Yes, You Can Beat The Bear (Here’s How)
I am a member of several Facebook groups centered around finance and investing. Lately there has been a lot of angst over the declining market. This comment reflected a common sentiment among group members:
“I have deposits that automatically go into my 401k, IRA, and brokerage account. I haven’t stopped the deposits, yet it feels incredibly counterintuitive to continuously deposit money into these accounts because I end up losing most of what I put in. It feels a little like bailing water out of a sinking ship.”
One of the hardest things to do is to buy when the market is sinking, yet it is one of the surest ways of building wealth over time. Large corrections happen, and then the market always recovers. To growth wealthy in the stock market, you have to think long-term. Short-term corrections are going to happen. If you ride out these corrections, you should profit in the long run.
What this person is doing is dollar-cost averaging. This is simply a strategy of making periodic investments into the market. Dollar-cost averaging is a great strategy when the market is declining, and you are worried about further declines. As the market declines, each periodic purchase nets you more shares than the previous purchase, lowering your overall cost basis. It’s a way of hedging your bets in a declining market.
Consider the fact that the market always recovers, and then notice that your fixed investments are buying more shares as the market goes down. If you invest $100 at $10 a share, you have 10 shares. If the share price declines to $8, your $100 bought you 12.5 shares. When your shares recover back to $10, your 12.5 shares are now worth $125. So, keep buying steadily, taking comfort in the fact that the market has always recovered from these declines.
Armed with that information, here is another piece of advice I can give you. Stop looking at your account value! During the bear market of 2008-2009, my 401K went down about 40%. That was a big hit. If I had been looking at the value every day, it would have been quite stressful.
However, I stopped looking at my 401k. I didn’t look at it for months. I kept thinking about the long-term. I automatically dollar-averaged cheaper and cheaper shares as the market went down. Then that bear market ended and we started the longest-running bull market in American history.

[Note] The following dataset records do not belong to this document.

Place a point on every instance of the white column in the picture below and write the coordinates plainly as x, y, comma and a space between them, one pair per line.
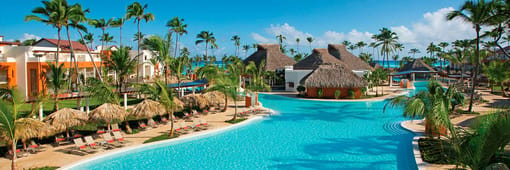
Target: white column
125, 101
41, 112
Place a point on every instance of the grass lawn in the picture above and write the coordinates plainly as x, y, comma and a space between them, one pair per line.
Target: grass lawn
161, 137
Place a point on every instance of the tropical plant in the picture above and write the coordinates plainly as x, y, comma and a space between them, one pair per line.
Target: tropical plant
137, 11
122, 64
205, 37
478, 13
497, 72
387, 39
12, 121
56, 80
237, 43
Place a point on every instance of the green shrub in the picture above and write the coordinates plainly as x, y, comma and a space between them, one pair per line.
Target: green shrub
337, 94
352, 94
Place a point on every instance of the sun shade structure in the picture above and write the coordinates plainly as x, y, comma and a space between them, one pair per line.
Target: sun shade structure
108, 113
273, 56
341, 53
318, 57
324, 81
65, 118
214, 98
148, 109
195, 100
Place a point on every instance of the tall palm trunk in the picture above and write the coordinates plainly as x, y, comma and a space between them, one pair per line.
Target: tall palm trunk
138, 57
13, 147
92, 59
475, 71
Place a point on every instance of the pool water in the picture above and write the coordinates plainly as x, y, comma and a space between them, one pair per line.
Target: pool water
301, 135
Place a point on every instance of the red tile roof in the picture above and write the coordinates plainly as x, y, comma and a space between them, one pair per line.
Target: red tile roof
64, 44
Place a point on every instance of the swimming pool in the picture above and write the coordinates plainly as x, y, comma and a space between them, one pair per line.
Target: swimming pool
302, 135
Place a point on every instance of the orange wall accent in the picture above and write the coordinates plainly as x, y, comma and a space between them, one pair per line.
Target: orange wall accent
11, 73
330, 92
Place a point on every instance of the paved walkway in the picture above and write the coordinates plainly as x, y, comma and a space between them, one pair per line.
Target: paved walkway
57, 156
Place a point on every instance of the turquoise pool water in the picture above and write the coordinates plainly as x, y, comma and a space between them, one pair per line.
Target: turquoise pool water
301, 135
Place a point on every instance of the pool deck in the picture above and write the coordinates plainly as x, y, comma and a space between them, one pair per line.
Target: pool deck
418, 126
57, 156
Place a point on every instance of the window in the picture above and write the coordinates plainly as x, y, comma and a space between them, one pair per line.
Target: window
291, 84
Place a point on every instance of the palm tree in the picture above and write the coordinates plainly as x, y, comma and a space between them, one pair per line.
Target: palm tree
237, 43
443, 46
387, 39
361, 45
89, 39
245, 49
55, 79
122, 64
205, 37
478, 14
106, 38
119, 22
12, 120
310, 40
178, 27
497, 72
435, 104
137, 11
414, 51
297, 42
52, 13
177, 66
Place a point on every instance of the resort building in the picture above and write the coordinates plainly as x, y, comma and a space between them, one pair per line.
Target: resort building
335, 54
276, 61
415, 70
328, 79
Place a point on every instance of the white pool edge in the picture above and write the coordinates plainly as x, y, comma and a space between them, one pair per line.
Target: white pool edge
197, 135
416, 147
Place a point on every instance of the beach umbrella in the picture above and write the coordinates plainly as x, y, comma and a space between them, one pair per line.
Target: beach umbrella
195, 100
147, 109
108, 113
214, 98
65, 118
27, 128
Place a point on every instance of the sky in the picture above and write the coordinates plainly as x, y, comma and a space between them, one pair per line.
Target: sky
416, 22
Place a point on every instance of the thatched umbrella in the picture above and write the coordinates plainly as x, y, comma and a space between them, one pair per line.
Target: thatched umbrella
27, 128
108, 113
214, 98
63, 119
195, 100
273, 56
179, 104
147, 109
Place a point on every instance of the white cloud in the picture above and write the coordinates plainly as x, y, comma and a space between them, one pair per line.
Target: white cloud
433, 27
27, 36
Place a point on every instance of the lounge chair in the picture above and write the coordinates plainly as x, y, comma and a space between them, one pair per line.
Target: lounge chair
119, 138
110, 141
82, 146
115, 127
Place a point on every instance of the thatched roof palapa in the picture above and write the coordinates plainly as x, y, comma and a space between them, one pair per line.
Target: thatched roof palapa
108, 113
274, 58
355, 63
318, 57
65, 118
333, 76
148, 109
417, 65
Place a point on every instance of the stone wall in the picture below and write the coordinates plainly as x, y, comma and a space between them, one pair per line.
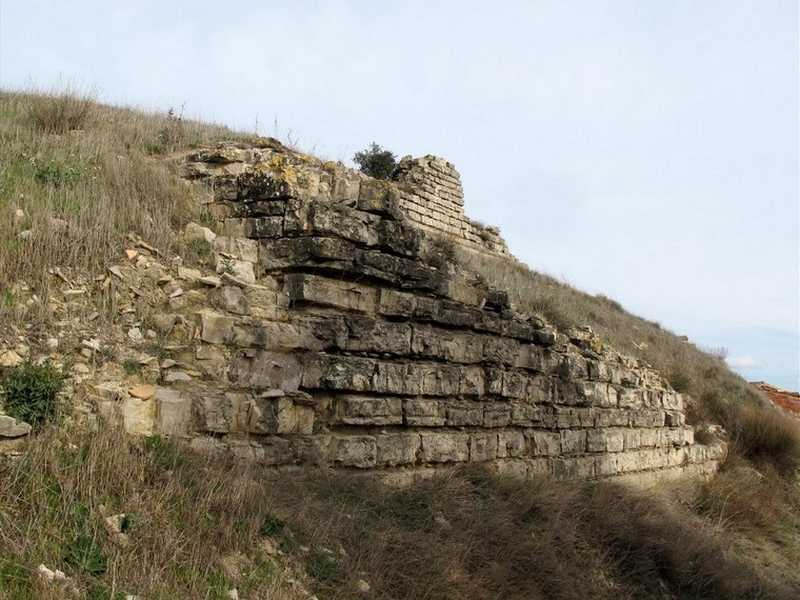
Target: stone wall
431, 197
335, 332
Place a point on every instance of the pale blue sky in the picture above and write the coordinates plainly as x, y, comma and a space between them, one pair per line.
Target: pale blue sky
644, 150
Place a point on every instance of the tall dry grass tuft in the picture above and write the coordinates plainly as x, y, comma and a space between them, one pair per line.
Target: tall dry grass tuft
767, 437
193, 525
470, 534
77, 178
65, 108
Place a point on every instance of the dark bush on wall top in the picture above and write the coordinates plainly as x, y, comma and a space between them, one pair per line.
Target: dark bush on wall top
376, 162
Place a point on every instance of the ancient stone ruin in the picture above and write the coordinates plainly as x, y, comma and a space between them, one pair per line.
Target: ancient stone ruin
338, 332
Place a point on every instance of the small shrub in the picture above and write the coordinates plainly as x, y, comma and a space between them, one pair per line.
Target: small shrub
271, 525
376, 162
55, 174
85, 554
31, 393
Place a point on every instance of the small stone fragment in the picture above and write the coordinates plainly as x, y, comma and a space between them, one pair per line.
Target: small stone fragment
11, 428
143, 392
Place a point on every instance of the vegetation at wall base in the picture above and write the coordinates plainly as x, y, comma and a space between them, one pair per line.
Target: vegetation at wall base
78, 178
204, 525
31, 393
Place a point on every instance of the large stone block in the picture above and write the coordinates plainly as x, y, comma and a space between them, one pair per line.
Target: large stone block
218, 412
138, 416
419, 412
346, 373
496, 414
573, 441
397, 449
482, 447
464, 414
369, 410
264, 370
216, 328
353, 451
237, 247
510, 444
173, 412
330, 292
444, 447
545, 443
366, 334
293, 418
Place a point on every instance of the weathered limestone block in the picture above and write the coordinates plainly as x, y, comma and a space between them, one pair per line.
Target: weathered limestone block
173, 412
580, 467
366, 334
419, 412
230, 299
368, 410
648, 418
496, 415
138, 416
264, 370
448, 345
444, 447
293, 418
11, 428
353, 451
573, 441
397, 449
674, 419
611, 418
673, 401
215, 328
340, 221
529, 415
379, 197
330, 292
545, 443
257, 415
346, 373
239, 248
510, 444
482, 447
465, 414
217, 412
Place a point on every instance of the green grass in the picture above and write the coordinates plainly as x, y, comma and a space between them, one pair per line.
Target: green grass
86, 176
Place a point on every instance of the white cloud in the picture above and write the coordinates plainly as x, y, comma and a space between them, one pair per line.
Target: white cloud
742, 362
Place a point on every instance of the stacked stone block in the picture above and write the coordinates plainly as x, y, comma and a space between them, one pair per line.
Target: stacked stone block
350, 349
432, 197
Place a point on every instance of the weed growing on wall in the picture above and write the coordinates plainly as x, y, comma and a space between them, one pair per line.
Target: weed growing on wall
376, 162
31, 393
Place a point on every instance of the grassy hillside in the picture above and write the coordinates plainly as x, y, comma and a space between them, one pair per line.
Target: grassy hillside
77, 178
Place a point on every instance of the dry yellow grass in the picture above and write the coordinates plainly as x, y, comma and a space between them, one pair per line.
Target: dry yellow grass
198, 527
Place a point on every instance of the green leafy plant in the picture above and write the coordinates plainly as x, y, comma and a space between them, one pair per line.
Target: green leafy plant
376, 162
86, 554
31, 393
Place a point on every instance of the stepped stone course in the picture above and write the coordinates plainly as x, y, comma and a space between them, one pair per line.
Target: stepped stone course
335, 330
357, 344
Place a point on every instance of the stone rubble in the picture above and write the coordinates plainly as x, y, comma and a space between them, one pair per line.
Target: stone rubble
331, 329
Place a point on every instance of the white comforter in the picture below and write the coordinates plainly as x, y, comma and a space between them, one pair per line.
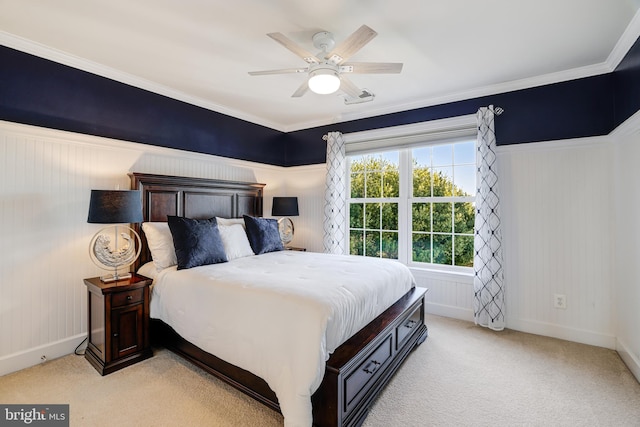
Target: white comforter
279, 315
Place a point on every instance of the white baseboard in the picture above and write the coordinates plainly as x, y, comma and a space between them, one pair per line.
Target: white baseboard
629, 358
25, 359
533, 327
449, 311
563, 332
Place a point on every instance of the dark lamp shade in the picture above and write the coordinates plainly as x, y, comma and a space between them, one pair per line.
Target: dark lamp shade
285, 206
115, 207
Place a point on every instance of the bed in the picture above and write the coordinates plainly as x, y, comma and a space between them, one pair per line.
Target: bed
355, 368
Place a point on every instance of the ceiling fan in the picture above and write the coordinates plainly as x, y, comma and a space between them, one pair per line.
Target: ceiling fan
328, 68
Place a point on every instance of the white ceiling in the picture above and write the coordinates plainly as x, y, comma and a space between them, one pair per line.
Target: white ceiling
200, 51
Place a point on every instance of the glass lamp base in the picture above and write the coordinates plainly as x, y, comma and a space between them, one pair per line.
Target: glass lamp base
115, 277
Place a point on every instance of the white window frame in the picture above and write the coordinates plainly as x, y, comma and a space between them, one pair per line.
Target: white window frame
402, 139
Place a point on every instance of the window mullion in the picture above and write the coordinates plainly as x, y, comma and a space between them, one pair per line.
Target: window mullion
404, 206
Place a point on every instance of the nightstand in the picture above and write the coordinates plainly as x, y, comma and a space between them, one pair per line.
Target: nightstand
118, 315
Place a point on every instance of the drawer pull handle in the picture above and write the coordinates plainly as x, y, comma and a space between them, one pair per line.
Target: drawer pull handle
371, 367
410, 324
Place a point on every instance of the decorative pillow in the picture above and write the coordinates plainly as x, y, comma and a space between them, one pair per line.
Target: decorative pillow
160, 244
263, 234
229, 221
196, 241
234, 239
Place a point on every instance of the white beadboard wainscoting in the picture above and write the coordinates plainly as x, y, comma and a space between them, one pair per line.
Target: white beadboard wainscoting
557, 207
627, 238
557, 210
45, 182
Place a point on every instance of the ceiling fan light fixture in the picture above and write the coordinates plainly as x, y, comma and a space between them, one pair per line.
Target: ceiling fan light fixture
324, 81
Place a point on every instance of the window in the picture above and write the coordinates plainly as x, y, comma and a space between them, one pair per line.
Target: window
414, 204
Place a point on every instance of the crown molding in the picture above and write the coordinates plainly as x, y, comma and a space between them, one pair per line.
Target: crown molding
61, 57
628, 38
625, 42
546, 79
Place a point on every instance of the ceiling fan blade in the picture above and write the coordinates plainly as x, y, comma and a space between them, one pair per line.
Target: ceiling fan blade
282, 71
349, 88
371, 67
301, 90
351, 45
303, 53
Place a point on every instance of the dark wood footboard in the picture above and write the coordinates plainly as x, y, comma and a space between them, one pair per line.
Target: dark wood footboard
355, 373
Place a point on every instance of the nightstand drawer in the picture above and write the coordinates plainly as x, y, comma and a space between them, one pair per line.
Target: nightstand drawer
125, 298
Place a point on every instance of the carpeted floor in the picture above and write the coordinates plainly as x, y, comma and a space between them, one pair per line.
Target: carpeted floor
462, 375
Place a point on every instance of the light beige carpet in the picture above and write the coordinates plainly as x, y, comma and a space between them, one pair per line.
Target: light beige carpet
462, 375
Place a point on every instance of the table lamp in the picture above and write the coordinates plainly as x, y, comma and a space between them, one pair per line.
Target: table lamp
115, 207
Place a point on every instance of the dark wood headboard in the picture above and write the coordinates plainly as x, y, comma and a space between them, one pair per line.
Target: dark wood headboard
198, 198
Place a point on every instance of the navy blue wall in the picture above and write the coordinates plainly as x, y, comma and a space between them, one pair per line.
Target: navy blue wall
627, 85
39, 92
572, 109
43, 93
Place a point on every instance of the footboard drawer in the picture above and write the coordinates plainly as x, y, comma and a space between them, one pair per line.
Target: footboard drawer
358, 370
355, 384
408, 325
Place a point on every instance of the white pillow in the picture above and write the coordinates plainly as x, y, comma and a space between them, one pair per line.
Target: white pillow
235, 241
230, 221
160, 244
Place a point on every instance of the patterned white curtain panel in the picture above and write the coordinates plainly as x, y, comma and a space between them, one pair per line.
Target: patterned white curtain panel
335, 199
488, 284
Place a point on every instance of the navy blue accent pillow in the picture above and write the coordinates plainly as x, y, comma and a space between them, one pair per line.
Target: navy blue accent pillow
196, 241
263, 234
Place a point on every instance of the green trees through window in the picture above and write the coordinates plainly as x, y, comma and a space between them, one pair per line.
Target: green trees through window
439, 204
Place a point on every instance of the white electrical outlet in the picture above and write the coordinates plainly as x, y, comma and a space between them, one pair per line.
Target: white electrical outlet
560, 301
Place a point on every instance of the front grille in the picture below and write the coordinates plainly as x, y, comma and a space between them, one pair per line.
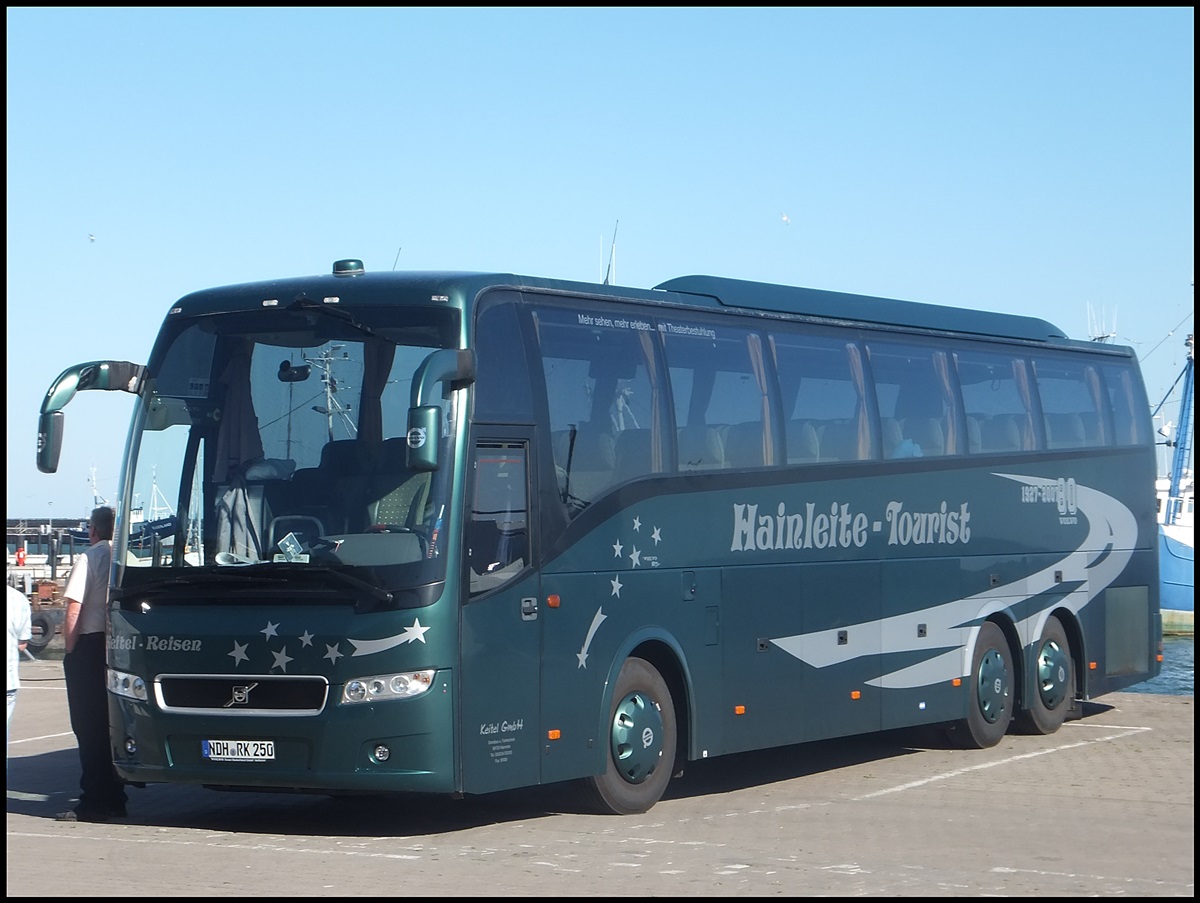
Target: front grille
241, 694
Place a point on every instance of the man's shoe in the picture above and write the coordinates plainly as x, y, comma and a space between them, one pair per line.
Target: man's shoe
82, 813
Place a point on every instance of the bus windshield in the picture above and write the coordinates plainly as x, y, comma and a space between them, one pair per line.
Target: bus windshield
274, 442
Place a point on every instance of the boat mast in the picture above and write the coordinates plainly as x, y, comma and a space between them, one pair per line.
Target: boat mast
1182, 435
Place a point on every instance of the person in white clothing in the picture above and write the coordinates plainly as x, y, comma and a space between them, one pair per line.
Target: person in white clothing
84, 665
19, 634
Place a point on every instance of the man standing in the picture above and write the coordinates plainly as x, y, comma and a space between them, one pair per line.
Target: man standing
102, 795
19, 633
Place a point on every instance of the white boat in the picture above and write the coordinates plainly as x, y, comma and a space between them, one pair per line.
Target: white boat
1176, 518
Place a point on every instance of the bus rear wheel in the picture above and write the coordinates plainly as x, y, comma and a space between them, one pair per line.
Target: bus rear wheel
1055, 691
989, 694
641, 736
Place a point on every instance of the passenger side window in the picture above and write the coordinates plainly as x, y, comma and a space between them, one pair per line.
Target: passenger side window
997, 399
598, 372
1074, 406
719, 388
1127, 398
822, 383
917, 399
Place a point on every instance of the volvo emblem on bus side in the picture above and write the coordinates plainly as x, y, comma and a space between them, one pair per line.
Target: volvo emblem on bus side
240, 695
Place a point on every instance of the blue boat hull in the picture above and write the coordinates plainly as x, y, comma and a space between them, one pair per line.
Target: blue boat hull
1176, 567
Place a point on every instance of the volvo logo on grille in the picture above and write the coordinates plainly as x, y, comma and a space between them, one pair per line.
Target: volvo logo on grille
240, 695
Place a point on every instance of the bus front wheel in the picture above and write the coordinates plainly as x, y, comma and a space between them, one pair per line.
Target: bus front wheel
641, 736
1055, 689
989, 693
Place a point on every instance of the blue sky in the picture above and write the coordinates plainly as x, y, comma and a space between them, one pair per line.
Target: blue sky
1036, 161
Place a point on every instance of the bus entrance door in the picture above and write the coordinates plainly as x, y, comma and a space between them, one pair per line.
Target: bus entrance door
501, 625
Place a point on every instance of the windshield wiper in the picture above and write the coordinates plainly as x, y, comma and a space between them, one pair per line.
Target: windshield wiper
303, 303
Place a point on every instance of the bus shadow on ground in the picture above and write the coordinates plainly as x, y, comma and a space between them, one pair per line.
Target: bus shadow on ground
42, 785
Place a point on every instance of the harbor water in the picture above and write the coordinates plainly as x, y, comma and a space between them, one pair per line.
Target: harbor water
1177, 677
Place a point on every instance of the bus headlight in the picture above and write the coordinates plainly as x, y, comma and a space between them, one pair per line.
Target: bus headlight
127, 685
381, 687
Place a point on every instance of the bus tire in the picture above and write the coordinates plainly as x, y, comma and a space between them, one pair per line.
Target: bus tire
989, 693
1054, 691
640, 735
42, 633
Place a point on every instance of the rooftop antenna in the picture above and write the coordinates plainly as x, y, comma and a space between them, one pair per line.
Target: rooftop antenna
96, 497
612, 257
1097, 330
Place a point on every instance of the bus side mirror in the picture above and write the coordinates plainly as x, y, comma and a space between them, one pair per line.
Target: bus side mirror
107, 375
439, 372
424, 431
49, 441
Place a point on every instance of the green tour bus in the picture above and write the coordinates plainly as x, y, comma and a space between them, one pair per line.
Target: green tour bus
461, 532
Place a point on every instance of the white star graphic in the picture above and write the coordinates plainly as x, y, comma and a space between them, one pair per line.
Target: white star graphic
281, 659
414, 633
239, 652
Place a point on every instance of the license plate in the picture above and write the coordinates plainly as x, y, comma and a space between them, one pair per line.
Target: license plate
238, 749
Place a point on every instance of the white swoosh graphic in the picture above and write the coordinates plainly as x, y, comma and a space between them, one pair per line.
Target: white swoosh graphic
1108, 546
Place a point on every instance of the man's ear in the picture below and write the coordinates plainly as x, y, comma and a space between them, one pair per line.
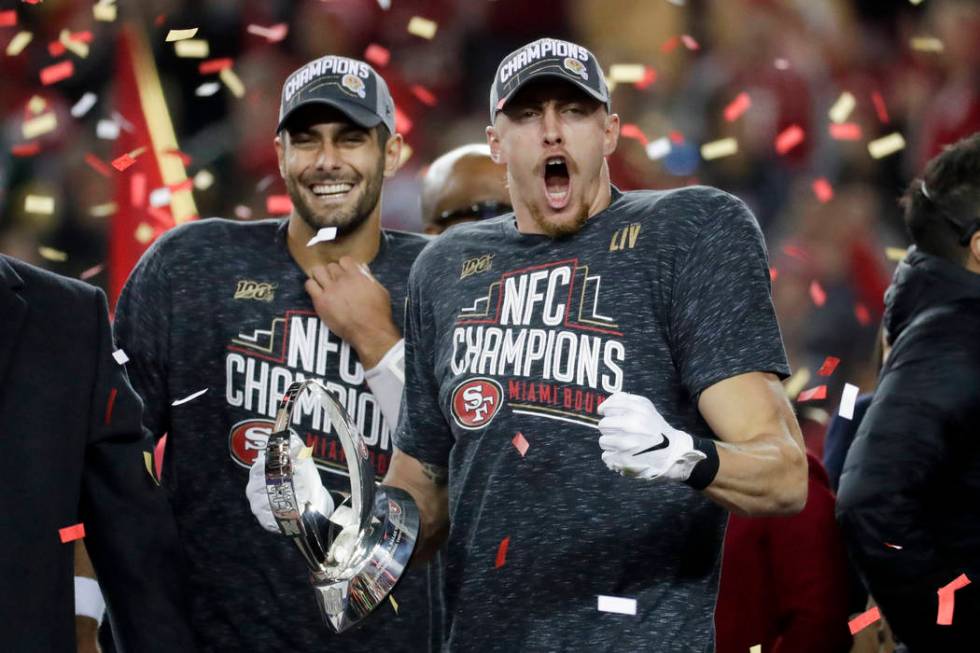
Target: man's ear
393, 154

I know people who stopped investing in that 2008 bear market. They were like the person who posed the question above. Why should you keep investing if the market keeps going down? Well, because it eventually stops going down and heads back up, and you simply can’t know when that will happen.
Don’t think you can time the market. But it will eventually recover, and you will profit if you just stay the course and keep steadily investing.